ミャンマーの当局者は当初、メチルフェンタニルの正確な用途についてはっきりわかっていなかった。それは、もっとなじみのあるメタンフェタミンの錠剤や結晶性メタンフェタミンの袋と一緒に見つかったのだ。当局によると、メチルフェンタニルがどこへ運ばれるのかもまだ確信が持てていないが、その量の多さから、最終目的地は麻薬の最大市場がある北米の可能性が高いと踏んでいる。
ダグラスが言うには、メキシコのフェンタニル生産は西側世界の新型コロナ封鎖で妨害されているようだが、シャンのシンジケートは前駆体成分を備蓄する傾向があり、供給不足に直面しているようにはみえない。

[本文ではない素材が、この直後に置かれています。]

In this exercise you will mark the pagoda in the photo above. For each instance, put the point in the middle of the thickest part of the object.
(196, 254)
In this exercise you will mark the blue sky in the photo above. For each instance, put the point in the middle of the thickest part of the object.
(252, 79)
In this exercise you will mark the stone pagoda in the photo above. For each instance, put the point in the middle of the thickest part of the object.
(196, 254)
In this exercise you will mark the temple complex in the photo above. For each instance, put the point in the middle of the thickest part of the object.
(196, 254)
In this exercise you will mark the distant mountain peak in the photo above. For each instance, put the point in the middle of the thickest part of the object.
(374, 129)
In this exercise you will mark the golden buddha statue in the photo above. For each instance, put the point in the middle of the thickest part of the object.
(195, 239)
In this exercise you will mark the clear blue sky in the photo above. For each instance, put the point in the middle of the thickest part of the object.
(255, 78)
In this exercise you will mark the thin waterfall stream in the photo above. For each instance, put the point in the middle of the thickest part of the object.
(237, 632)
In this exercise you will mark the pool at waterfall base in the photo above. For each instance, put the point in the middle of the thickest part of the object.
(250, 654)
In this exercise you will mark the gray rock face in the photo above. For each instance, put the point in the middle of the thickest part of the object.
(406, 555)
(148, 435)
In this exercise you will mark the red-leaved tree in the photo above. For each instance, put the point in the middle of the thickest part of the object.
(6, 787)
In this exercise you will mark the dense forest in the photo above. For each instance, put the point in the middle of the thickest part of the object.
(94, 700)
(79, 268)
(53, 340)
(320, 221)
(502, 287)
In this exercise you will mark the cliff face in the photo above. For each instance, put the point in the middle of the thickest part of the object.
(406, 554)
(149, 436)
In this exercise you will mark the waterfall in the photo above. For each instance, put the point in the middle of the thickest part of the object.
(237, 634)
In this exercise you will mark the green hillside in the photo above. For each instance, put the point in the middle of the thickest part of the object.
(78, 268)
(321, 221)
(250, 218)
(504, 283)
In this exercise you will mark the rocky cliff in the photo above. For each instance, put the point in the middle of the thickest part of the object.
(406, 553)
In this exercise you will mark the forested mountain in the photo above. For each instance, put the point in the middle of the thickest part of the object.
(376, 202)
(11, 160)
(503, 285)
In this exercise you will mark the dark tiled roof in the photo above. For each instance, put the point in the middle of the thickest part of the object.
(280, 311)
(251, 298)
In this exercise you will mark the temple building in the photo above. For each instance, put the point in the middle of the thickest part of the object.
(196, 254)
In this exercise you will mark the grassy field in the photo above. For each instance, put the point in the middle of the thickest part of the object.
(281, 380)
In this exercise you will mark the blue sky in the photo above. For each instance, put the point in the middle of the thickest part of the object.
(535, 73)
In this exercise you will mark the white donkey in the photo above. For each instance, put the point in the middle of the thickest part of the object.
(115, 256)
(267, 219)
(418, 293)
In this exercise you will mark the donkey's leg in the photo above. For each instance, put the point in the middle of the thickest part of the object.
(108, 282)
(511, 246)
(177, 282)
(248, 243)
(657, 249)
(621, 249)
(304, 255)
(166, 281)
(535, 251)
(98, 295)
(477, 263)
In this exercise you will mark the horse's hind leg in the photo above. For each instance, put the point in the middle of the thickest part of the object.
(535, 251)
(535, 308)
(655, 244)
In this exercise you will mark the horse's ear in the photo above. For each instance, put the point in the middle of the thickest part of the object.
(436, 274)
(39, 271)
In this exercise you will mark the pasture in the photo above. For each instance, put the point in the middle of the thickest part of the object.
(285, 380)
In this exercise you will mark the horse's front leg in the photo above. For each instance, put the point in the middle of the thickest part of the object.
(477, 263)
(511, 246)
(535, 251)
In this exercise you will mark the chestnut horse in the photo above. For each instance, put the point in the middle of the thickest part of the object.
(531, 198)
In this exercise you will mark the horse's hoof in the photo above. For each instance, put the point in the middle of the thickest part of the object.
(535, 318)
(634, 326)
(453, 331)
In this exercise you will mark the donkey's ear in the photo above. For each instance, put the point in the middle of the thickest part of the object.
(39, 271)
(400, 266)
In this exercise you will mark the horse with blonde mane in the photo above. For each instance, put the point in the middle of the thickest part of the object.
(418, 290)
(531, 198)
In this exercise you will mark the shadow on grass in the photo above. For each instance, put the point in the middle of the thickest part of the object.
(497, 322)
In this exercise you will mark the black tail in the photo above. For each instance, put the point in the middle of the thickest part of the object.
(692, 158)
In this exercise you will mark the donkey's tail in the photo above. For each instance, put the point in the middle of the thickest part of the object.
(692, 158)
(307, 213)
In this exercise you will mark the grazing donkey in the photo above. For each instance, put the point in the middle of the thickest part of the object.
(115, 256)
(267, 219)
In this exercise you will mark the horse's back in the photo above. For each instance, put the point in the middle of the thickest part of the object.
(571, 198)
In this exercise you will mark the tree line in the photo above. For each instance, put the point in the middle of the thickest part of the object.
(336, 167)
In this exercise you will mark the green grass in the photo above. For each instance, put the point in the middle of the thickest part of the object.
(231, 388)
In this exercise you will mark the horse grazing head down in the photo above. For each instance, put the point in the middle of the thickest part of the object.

「アジアの犯罪組織が新型コロナをビジネスの好機ととらえてメキシコのシンジケートに入り込み、彼らのフェンタニル製品が北米など世界に運ばれることをとても心配している」とダグラス。「そうなれば、私たちの公衆衛生が直接脅かされる」と言っている。
シャン州は絶望的なほど貧しく、住民の多くは反政府民族組織とミャンマー軍との70年間にわたる交戦に巻き込まれてきた。非営利組織「国際危機グループ(ICG)」が昨年発表した報告書によると、同州の公式上の経済は違法薬物の生産と密輸で縮んでいる。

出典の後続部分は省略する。